Et puis quand j’ai une minute devant moi, je la consacre au piano. Tant que je n’aurai pas de professeur, il semble que je me condamne à choisir des pièces trop difficiles que j’abandonne en cours de route. Enfin trop difficiles… Pas nécessairement techniquement. Je dirais plutôt trop difficiles pour mon emploi du temps. Ainsi, je connais : les trois quart de la valse de Chopin n°10, en si mineur ; environ la moitié de la Marche tuque, les premières mesures du moment musical n°3 de Schubert… Et en ce moment, j’attaque bêtement Tchaïkovski – la danse de la fée Dragée – tout en supposant que je vais aussi en saisir quelques passages avant de passer à autre chose. Certes, je suis tout de même venue à bout d’une poignée de morceaux, mais je me maintiens ainsi dans une insatisfaction qui, j’espère, me poussera à frapper à la porte du bureau des inscriptions de l’école de musique, en juin prochain. Voilà deux ans, peut-être trois, que j’ai recommencé à jouer. C’est (re)devenu mon plus grand plaisir. Me mettre au piano vient à bout de toutes mes humeurs. J’espère que nous avons tous un espace à nous comme celui-là : cette sorte de refuge qui nous rend plus vaste, plus tranquille et tout simplement plus heureux.

Mais samedi, je me suis accordé un peu de temps pour Cachemire & Soie. C’est étrange, j’ai eu besoin d’un prétexte : faire découvrir à ma cousine une petite rue magique. Les couleurs joyeuses de la rue Crémieux, près de la Gare de Lyon, à Paris. Ça pourrait sembler incongru de traverser Paris simplement pour ça, une petite rue d’une centaine de mètres, mais c’est plein de poésie, faire des kilomètres pour pas grand chose. Avec une amie de fac, à Rennes, il nous arrivait de faire deux heures de route entre deux cours, simplement pour aller mettre les pieds dans l’eau. Ce sont les petites folies qui me touchent le plus. Déployer un effort a priori démesuré pour quelque chose, c’est reconnaître tout le prix qu’on y accorde, sans doute. D’autres penseront peut-être que c’est là l’art d’agiter du vide… À vous de choisir.

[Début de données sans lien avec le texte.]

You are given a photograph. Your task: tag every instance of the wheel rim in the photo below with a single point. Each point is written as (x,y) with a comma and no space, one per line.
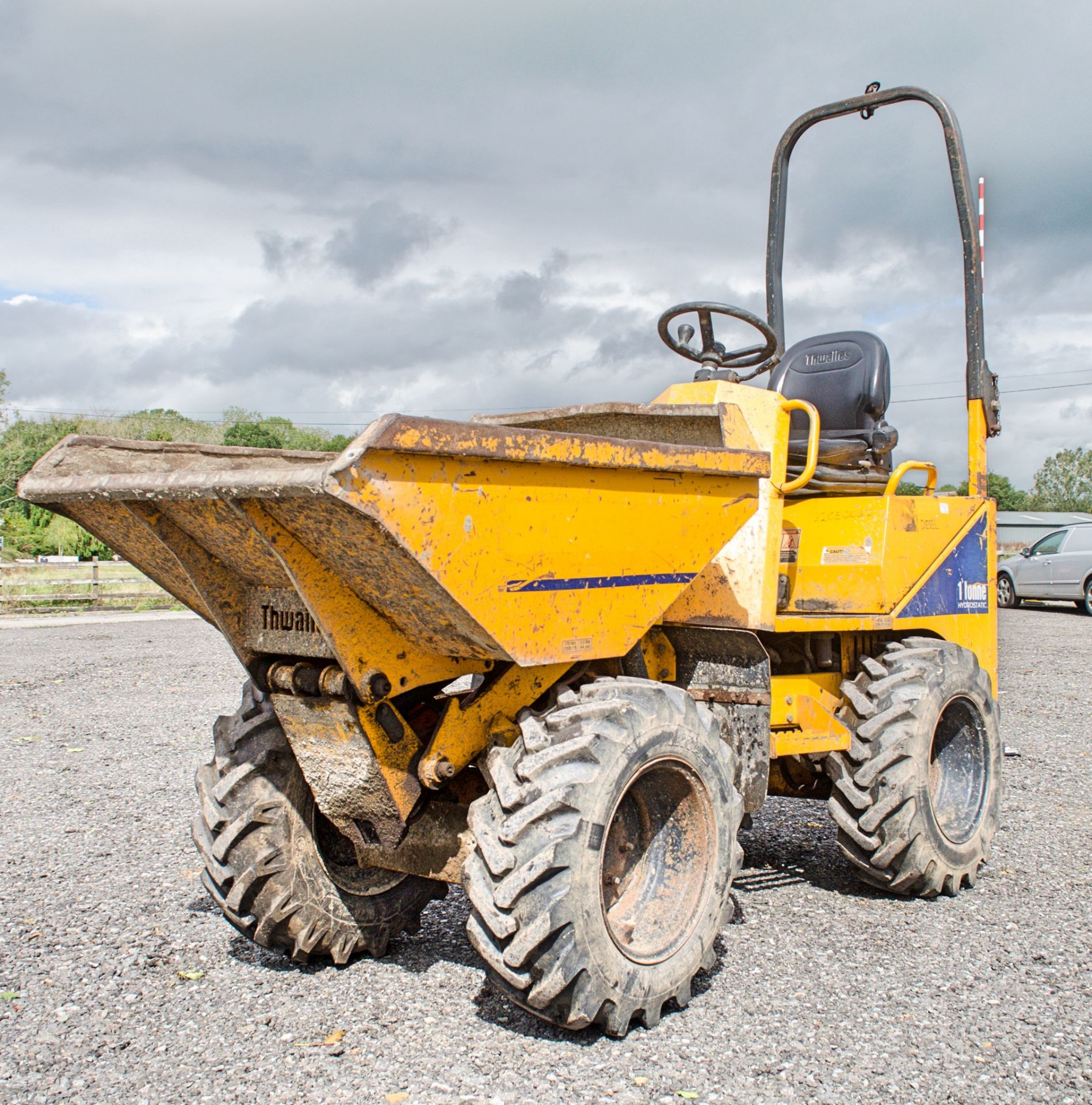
(339,861)
(959,771)
(658,861)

Je voulais aussi vous parler de quelques livres. En un Quatre Soeurs, de Malika Ferdjoukh, ainsi que la bande dessinée issue du roman, de Cati Baur. Le roman fait partie de ces livres que je recommande à tout le monde, sans distinction et que j’ai lu plusieurs fois avec un ravissement qui semble se démultiplier à chaque fois. Je ne sais pas à combien de personne j’ai lu la première page, ces derniers mois. Je devrais peut-être la recopier ici, je sais que cela suffirait pour vous donner envie de le commander dans la seconde, si toutefois vous ne l’avez pas déjà lu.

Ne passez pas non plus à côté de la bande dessinée de Cati Baur, qui en est une interprétation superbe, juste et sensible. J’adore son trait, ultra vivant et doux, en même temps. Et j’aime cette sensation, en tournant les pages, de voir les dessins nourrir mon imagination de lecteur au lieu de la contraindre. Comme si elle donnait encore une nouvelle épaisseur au roman. Et puis tout simplement, certaines planches me donnent envie de me fondre avec le dessin : celles des quatre sœurs au petit déjeuner me fait griller de tendresse, la couverture du premier tome me rappelle mon adolescence, et celle de Bettina dans le manège avec Merlin… ahhhh, elle m’émeut tellement. Je pourrais les relire cent fois sans éprouver la moindre lassitude. Ne vous laissez surtout pas arrêter par l’étiquette « pour enfants » de ces œuvres, Quatre Soeurs est de la vraie belle littérature.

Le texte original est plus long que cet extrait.